The words seemed to stab through Kaeya, slipping past all his walls and masks, to pierce him right to the core where he was still the last of his family, a boy crying with the knowledge that he’d been welcomed into a new one, the knowledge that all roads led to betrayal one day, but who still clung to that ember of hope he saw in the smile and eyes of the boy who extended a hand to him.
He was aware he was still staring at Diluc; he could see Diluc starting to turn away, to retreat back now that he’d revealed a fatal weakness. Before he could really think about it, Kaeya’s lips were on Diluc’s, his hand on Diluc’s chin, turning him back to face him properly. He knew he was pressing too hard, moving too fast, but he didn’t know how to be any other way when it came to Diluc. For a second, it felt like Diluc had frozen entirely, Kaeya’s ice overtaking him, but the next moment, as Kaeya kissed him deeper, seeking the warmth he’d missed, he could feel waves of heat erupt around him. Diluc responded as best he could as he smoldered, gasping for breath—from Kaeya stealing his breath or from the oppressive heat surrounding them both, Kaeya didn’t really care. All he could focus on was the way Diluc writhed underneath him, fighting but clinging to him and certainly not pushing him away. Their kisses before hadn’t been anything like this, seeking advantage and weakness and darting in to claim victory; it was the same feeling as when they used to spar, and Kaeya reveled in it, in the joy of being on a level field with Diluc once again.
They parted when the air between them grew thin, leeched away by the heat and shared too many times between them. Both of them gasped, rolling to their sides, but instead of the familiar position facing each other, Kaeya once again curled around Diluc, once more leeching the heat from his skin. He shifted slightly, Diluc letting him gather the hair off of his neck and brush it over the shoulder against the bed, leaving Kaeya free to press his face to Diluc’s bare shoulder. “This is more effective, after all.” Safer, too, for the hope rekindling in his chest.
Diluc gave a small sound of assent, then, “Where does that leave us, then? What have we become?” His words were still breathy, dazed almost, and Kaeya felt almost as dizzy with it.
“Does it have to leave us anywhere? Can’t we just be, and see where that takes us?” Kaeya twined his arms a little more firmly around Diluc and gave in to the urge to brush his lips against the skin before him. Diluc all but jumped.
“I would’ve thought you had plenty of people jumping at the chance to share your bed.”
Kaeya laughed into Diluc’s neck, mostly to feel him tense and then relax again. He hadn’t realized how much he’d missed this. “Jealous?”
“Not at all. I just refuse to be embroiled in all of…that is all.” Diluc huffed, but when he pressed, just slightly, back against Kaeya, the heat radiating off of him was dulled, a banked fire instead of a blaze.
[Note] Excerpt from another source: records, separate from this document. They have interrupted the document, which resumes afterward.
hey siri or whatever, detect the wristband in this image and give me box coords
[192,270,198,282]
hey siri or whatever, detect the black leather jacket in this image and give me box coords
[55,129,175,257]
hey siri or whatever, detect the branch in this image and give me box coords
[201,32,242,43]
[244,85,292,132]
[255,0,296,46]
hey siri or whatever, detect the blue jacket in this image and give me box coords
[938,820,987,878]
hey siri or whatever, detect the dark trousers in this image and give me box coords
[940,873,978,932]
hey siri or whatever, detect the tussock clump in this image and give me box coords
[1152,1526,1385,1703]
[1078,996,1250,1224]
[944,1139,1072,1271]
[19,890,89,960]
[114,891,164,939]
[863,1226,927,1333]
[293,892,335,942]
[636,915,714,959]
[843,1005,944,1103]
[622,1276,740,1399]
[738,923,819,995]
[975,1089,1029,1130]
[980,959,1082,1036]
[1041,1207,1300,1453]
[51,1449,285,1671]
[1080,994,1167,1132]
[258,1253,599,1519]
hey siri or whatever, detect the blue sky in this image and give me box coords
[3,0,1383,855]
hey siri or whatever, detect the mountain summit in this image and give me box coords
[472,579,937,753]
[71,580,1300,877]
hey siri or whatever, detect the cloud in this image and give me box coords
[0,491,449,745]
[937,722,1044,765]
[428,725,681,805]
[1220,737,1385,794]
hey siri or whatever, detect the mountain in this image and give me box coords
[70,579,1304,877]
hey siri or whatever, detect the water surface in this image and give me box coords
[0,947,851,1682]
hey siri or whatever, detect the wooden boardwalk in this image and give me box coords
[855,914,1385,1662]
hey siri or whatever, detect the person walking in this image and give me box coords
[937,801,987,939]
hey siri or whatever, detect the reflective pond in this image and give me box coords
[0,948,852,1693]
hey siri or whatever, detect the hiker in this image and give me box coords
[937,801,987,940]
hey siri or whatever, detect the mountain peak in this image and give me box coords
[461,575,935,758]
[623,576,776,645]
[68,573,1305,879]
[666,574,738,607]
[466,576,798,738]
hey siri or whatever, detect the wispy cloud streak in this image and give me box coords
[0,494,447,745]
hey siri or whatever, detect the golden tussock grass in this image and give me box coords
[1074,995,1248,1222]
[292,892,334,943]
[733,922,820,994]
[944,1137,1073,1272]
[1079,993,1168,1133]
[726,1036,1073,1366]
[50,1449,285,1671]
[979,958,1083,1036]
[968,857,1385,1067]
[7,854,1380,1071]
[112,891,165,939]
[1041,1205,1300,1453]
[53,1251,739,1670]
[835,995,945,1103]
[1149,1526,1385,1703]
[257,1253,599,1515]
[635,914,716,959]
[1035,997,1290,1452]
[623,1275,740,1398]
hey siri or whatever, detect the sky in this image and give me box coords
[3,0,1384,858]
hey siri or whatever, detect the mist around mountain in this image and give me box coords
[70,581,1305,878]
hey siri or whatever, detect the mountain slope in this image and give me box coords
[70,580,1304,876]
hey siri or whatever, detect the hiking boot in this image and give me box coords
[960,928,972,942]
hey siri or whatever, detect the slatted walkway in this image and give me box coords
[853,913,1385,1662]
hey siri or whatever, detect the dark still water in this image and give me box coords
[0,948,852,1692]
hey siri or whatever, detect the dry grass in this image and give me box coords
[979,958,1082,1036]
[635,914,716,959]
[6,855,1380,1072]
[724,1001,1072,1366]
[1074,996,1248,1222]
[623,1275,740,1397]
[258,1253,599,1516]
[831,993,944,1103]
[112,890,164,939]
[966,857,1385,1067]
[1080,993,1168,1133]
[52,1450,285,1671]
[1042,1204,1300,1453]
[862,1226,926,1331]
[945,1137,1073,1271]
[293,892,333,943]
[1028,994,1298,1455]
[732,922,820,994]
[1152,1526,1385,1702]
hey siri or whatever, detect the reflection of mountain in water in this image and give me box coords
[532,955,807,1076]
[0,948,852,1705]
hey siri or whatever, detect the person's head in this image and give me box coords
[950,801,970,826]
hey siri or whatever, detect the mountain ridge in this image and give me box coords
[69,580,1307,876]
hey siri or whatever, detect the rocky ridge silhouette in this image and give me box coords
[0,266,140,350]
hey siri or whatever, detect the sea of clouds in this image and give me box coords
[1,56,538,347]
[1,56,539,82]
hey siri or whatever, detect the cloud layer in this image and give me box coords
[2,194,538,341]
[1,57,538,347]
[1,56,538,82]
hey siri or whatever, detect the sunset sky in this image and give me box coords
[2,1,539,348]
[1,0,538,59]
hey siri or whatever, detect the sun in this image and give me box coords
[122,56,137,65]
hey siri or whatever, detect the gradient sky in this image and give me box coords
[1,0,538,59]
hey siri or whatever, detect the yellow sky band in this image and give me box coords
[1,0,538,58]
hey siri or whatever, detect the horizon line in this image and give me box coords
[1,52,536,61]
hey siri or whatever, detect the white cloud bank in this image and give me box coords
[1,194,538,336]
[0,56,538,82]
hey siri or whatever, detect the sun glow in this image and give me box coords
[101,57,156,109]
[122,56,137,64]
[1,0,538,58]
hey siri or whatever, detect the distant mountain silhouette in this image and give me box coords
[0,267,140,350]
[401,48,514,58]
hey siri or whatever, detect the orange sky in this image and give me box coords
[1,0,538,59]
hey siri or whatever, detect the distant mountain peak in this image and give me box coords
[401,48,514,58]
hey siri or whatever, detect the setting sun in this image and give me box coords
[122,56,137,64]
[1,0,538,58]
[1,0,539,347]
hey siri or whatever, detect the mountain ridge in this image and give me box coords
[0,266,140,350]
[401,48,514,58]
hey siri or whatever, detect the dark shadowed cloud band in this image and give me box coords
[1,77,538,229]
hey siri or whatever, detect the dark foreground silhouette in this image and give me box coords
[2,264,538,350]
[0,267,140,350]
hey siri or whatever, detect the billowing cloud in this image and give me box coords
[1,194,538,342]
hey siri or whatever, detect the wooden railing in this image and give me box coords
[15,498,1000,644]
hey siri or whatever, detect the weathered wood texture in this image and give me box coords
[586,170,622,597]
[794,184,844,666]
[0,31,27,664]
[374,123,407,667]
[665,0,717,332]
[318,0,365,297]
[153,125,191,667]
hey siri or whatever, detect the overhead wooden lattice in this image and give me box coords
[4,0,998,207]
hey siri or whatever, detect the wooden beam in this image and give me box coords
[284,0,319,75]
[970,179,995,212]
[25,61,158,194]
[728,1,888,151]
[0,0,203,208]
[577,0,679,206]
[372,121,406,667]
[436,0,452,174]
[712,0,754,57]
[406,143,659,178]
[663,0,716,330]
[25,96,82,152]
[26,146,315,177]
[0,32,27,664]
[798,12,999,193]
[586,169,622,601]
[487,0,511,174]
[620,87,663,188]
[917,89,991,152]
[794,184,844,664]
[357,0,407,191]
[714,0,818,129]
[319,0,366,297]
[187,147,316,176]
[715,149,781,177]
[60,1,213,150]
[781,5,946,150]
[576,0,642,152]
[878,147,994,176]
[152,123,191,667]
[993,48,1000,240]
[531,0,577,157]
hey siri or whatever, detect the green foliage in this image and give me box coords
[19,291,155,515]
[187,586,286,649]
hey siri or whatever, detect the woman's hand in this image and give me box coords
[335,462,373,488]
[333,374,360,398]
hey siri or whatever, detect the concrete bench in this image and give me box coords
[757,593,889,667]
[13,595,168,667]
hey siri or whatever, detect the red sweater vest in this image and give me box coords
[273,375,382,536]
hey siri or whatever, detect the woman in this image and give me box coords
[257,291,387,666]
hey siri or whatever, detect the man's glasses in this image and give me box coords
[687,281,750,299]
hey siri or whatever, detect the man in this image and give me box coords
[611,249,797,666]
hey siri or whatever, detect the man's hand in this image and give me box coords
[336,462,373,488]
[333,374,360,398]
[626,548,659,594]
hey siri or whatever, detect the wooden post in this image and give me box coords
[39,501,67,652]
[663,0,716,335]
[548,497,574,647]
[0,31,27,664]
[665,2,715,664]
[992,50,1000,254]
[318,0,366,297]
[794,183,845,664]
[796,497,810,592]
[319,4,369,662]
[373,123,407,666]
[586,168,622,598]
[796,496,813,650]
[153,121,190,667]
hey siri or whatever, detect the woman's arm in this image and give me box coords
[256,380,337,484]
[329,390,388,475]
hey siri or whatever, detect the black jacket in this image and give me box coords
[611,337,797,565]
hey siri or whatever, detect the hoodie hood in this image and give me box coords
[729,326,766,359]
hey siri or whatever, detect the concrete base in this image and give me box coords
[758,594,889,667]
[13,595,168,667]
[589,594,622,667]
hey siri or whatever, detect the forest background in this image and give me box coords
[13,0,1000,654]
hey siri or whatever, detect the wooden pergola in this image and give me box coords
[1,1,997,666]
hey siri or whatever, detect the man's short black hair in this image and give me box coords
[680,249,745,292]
This time when he spoke against Diluc’s ear, he pressed a quick kiss to the skin underneath before he withdrew. “It’s only ever been you,” he said, a small offering, a piece of trust; he heard Diluc’s intake of breath and knew he was understood. He knew he couldn’t tell Diluc everything now, and that Diluc couldn’t fully trust him in return, but breath by breath, perhaps they could rekindle something, and perhaps when the time came, it would be enough that everything wouldn’t crumble beneath them once again. Curling his arms around Diluc and feeling Diluc press back in response, feeling the brush of hair as Diluc turned his head, then the soft, tentative feeling of Diluc’s lips against his, he could only hope they could be enough.